The question of “Can we afford it?” remains a factor in any decision we make. This is one of the reasons we don’t see the need to purchase a solar array; it’s far beyond our price range and would take too long to recoup the costs. We do not – ever – want to go back into debt (been there, done that, didn’t like it). These days, we only start projects we can pay for up front. (By the way, this is another benefit of going low-tech in our preparedness efforts; it’s more affordable and we get more bang for the buck.)
To summarize how we select which projects:
• Is it feasible? Is it possible to succeed?
• Will it contribute toward our ultimate homesteading goals of self-sufficiency?
• Is it ultimately self-sustaining?
• Can we afford it?
• Are we willing to learn from our mistakes?
Don added two more codicils to the above criteria. One, just because no one ever tried something in our area doesn’t mean it can’t be done. Modern equipment and technology may have made the impossible or the too expensive both possible and cost-effective. Always go to the latest research and don't always accept the “It won't work here” mantra as gospel. Things change.
And two, never underestimate human ingenuity in solving problems. People gave us endless reasons why gardening in tires wouldn’t work. But filling the tires with superb soil and installing a large-scale drip irrigation system has worked wonders. Now we’re experimenting with growing fruit trees in tires – despite the nay-sayers – so we can see what happens.
This is where I want to stop and invite readers to add their own wisdom. Everyone, homesteading or not, faces similar issues about selecting projects. Returning to the original questions: “At what point do you say the sunk costs are too high and quit pouring money or resources into something that isn’t working? Have you had any big projects you’ve had to just give up on after trying everything?

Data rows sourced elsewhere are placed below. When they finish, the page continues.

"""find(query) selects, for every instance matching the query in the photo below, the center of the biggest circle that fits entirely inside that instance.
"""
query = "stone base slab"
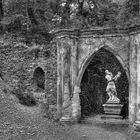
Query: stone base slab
(111, 117)
(68, 120)
(136, 126)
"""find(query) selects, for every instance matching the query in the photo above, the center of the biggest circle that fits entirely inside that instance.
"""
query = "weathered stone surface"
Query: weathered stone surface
(122, 43)
(112, 109)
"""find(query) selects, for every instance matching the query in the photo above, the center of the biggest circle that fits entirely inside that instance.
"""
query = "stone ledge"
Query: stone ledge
(96, 32)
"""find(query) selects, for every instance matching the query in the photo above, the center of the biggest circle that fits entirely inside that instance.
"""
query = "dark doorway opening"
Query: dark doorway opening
(93, 84)
(39, 79)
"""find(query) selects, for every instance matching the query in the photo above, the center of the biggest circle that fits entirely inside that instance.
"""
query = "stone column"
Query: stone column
(137, 122)
(66, 109)
(132, 81)
(74, 64)
(59, 81)
(76, 107)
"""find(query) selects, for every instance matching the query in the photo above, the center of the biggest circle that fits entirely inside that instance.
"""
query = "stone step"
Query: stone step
(105, 116)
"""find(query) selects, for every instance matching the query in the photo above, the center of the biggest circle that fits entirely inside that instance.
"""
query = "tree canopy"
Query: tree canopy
(51, 14)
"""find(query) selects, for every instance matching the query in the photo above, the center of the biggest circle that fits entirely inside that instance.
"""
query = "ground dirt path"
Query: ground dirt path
(18, 122)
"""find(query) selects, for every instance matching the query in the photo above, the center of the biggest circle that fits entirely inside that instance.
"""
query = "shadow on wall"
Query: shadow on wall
(39, 79)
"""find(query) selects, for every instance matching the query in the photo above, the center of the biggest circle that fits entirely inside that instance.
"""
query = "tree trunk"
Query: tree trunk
(30, 14)
(1, 10)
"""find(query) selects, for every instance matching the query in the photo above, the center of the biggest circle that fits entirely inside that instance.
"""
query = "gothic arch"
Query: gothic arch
(90, 57)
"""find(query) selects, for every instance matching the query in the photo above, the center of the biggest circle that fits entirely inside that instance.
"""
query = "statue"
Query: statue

When do you make the call between something you think you need for self-sufficiency, and a project that’s just draining you dry and costing you time/money that could be better spent on other projects?”
Special thanks to Prepared Grammy who found the perfect Bible verse for this subject: "Suppose one of you wants to build a tower. Won't you first sit down and estimate the cost to see if you have enough money to complete it?" -- Luke 14:28
Okay, folks, pitch in your experience and opinions. Let ’er rip!